The arbitration clause at issue provided, in particular, that any arbitrator appointed to hear a dispute between NATO and Mr. P had to be a national of one of NATO’s Member States.

In 2010, NATO terminated the agreement between the parties and Mr. P. then initiated an action for damages before the Belgian courts.

NATO challenged the jurisdiction of the Belgian court on the basis of (i) the arbitration clause contained in the gardening agreement; and (ii) Article V of the Agreement of 20 September 1951 on the status of the North Atlantic Treaty Organization, National Representatives and International Staff, which provided that NATO enjoyed immunity from legal process.

Mr. P disputed NATO’s jurisdictional challenge and argued that NATO could only invoke its jurisdictional immunity if it offered an alternative suitable forum to hear the dispute. However, in the case at hand, arbitration was not a suitable alternative forum since the arbitration clause violated Article 6 ECHR (read in combination with Article 1685, paragraph 1 of the Belgian Civil Procedure Code which provides that, “unless otherwise agreed by the parties, no one can be precluded from being appointed as an arbitrator by reason of its nationality“).

Mr.

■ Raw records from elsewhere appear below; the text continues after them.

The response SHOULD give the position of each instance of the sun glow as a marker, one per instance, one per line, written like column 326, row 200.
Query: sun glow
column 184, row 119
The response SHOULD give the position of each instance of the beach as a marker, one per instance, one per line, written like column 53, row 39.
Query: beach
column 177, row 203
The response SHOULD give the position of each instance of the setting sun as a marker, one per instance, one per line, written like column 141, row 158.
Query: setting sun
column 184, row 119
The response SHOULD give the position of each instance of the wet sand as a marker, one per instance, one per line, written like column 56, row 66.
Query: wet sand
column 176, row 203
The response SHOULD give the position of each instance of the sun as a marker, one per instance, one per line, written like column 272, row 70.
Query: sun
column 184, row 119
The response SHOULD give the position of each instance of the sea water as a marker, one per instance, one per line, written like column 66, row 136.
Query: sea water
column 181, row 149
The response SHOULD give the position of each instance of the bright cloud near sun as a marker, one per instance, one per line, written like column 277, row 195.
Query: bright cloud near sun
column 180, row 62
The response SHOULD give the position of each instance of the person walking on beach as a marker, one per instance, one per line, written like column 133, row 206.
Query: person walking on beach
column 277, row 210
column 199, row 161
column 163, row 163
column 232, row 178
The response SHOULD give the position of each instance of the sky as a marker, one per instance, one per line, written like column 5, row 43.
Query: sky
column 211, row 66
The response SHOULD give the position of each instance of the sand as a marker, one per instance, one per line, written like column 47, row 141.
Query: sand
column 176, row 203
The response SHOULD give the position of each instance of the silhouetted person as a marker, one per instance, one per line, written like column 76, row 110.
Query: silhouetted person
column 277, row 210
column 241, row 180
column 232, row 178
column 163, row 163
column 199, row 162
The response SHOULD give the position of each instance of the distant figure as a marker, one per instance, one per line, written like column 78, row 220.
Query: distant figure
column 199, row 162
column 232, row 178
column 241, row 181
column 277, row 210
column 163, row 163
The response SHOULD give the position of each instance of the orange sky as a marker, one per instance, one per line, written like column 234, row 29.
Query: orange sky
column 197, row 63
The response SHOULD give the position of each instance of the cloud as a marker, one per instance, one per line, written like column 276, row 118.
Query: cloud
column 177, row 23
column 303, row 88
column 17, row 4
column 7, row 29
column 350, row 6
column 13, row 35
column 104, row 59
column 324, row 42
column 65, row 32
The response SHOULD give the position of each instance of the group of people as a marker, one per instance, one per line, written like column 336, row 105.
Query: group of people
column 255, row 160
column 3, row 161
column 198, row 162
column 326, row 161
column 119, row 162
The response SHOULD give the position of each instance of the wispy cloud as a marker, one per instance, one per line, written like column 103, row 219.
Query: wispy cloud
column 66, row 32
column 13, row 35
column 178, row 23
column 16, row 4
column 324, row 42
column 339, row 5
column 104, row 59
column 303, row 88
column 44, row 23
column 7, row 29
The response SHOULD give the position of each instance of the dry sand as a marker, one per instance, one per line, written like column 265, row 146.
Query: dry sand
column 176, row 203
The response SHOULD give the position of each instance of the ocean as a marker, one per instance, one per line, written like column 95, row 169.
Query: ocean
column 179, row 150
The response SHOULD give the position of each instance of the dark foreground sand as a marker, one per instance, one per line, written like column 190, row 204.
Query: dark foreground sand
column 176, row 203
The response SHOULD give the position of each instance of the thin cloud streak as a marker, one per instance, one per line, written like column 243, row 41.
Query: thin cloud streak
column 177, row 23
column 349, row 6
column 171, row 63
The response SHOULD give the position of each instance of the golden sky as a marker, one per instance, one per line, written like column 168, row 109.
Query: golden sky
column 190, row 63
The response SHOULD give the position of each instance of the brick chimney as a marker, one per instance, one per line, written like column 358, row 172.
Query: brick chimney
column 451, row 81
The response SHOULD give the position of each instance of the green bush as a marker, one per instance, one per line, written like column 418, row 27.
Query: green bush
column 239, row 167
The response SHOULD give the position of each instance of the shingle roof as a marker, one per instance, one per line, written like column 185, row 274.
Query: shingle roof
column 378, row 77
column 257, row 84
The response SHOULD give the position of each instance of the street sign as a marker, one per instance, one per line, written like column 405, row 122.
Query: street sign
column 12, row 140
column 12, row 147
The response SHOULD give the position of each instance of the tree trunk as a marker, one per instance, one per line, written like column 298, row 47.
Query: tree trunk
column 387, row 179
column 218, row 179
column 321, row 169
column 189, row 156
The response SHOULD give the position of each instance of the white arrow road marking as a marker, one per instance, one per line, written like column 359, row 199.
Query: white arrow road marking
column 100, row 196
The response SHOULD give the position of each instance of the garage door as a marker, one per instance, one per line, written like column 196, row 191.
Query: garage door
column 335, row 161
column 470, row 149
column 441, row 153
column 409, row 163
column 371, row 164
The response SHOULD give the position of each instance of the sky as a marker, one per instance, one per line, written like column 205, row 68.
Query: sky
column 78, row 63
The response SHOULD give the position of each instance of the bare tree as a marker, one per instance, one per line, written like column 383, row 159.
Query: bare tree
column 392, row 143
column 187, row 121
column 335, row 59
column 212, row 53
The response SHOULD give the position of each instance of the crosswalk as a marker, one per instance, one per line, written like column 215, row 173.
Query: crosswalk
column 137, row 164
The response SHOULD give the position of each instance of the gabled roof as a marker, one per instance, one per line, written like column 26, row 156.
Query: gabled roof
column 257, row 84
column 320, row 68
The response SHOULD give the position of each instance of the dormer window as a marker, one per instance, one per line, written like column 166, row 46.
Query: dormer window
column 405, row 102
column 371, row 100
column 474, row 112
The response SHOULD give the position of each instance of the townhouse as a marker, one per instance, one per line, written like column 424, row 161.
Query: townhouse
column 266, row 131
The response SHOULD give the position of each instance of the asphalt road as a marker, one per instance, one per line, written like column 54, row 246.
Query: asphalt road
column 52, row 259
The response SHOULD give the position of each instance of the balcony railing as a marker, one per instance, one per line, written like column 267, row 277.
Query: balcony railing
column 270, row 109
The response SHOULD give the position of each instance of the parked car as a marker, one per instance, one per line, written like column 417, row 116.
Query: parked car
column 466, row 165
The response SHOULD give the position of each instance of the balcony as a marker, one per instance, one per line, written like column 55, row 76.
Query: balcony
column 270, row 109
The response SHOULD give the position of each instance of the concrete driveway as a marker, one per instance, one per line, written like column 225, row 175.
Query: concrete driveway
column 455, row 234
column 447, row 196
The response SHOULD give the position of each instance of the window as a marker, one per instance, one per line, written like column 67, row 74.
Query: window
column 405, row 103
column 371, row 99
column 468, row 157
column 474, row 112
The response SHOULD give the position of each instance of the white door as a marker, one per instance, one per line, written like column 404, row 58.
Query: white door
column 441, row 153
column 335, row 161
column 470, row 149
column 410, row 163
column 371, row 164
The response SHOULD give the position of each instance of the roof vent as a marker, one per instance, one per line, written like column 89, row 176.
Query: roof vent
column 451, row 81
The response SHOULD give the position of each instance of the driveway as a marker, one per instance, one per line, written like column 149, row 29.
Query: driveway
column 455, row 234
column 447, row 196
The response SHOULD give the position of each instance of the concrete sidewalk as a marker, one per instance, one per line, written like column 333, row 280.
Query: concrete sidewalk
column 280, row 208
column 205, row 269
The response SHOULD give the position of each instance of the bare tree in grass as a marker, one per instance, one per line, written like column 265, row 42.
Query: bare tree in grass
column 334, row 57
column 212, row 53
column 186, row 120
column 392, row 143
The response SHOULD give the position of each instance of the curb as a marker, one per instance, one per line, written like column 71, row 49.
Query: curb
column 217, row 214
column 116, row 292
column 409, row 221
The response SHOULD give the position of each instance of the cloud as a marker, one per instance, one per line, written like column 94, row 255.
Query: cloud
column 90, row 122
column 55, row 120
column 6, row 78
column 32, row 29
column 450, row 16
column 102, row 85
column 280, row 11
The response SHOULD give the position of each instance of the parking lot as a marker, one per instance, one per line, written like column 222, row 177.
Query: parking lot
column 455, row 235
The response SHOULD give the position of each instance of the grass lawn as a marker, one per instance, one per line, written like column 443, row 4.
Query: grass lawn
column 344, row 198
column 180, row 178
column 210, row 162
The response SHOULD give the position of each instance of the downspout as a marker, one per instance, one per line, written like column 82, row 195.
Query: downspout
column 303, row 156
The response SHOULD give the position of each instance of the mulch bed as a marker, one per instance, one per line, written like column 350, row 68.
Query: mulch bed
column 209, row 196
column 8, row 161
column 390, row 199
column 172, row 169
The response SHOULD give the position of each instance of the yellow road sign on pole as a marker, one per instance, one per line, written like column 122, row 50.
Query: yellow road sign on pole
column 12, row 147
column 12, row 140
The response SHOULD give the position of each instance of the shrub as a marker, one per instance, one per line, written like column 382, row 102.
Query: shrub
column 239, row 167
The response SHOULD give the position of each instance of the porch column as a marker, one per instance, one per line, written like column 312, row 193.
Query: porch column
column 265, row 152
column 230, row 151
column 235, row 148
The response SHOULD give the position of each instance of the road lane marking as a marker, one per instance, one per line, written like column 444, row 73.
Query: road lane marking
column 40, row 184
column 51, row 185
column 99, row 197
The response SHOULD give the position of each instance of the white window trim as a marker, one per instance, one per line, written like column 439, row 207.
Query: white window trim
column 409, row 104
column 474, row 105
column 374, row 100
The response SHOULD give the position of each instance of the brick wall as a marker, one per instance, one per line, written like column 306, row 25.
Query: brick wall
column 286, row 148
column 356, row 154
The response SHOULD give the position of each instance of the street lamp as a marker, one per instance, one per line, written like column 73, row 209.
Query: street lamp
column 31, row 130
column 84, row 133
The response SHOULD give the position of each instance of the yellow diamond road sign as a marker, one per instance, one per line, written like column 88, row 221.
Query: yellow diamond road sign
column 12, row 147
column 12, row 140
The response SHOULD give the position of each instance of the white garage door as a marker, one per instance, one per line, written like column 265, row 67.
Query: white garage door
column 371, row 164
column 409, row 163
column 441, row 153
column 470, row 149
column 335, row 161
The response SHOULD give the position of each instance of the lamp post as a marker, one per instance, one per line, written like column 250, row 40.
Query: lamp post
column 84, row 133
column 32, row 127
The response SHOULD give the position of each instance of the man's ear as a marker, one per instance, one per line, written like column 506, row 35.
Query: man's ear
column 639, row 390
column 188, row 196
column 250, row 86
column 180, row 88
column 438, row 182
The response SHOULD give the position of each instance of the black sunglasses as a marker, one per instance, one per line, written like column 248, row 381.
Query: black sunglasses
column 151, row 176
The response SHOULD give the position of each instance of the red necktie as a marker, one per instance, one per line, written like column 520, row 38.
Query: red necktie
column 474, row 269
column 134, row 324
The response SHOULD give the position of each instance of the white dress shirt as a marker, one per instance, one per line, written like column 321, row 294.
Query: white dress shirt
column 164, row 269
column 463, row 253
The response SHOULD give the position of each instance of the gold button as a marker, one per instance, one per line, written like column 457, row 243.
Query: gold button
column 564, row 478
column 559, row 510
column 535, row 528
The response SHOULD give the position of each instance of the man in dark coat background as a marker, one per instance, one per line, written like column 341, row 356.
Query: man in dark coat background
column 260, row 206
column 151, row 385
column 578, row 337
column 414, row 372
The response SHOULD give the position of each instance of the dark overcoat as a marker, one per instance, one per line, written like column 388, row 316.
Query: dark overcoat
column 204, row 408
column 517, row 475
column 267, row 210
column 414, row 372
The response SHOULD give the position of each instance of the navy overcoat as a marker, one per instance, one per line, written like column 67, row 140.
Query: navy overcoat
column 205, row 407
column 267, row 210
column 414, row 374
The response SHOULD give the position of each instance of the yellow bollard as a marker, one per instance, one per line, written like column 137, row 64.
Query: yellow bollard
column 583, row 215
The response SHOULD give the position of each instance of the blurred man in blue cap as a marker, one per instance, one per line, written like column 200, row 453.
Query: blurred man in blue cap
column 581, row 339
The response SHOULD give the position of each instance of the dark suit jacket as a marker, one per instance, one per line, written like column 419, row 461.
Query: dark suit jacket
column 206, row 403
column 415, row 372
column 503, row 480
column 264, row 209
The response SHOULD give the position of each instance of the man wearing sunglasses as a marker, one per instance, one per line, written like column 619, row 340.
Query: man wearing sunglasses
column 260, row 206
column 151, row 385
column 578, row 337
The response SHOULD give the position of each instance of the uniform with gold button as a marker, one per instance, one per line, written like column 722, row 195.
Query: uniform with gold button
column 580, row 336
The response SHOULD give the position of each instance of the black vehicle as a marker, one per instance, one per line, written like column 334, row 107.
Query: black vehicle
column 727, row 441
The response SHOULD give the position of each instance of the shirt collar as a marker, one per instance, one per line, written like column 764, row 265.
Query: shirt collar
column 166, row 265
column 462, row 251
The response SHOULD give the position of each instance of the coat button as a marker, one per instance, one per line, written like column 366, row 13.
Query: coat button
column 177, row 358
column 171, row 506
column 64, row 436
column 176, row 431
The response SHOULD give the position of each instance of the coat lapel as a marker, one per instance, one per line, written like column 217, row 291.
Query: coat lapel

P argued, in particular, that by preventing nationals from non-NATO countries from being appointed arbitrators, the arbitration clause at issue favored NATO and was therefore in breach of the fundamental principle according to which parties to arbitration proceedings had to be placed on an equal footing when it came to the constitution of the arbitral tribunal.

Although the first instance court followed Mr. P’s reasoning and ordered NATO to pay Mr. P EUR 14.751 in damages, that judgment was overturned on appeal.

Mr. P then initiated proceedings before the Belgian Supreme Court. However, the Supreme Court dismissed Mr. P’s claim on the following grounds:

– Article 1685 of the Belgian Civil Procedure Code was inapplicable to the case at hand since that Article was only inserted in the Belgian Civil Procedure Code in 2013 (i.e., after the initiation of the dispute at hand);

– That the right to a fair trial enshrined in Article 6 ECHR was not absolute and that it could be subject to limitations insofar as those limitations did not affect the very substance of the right to a fair trial. In the case at hand, the Supreme Court found that the arbitration clause offered a suitable alternative forum to hear the dispute between NATO and Mr. P and that it did not affect the arbitrators’ neutrality and independence.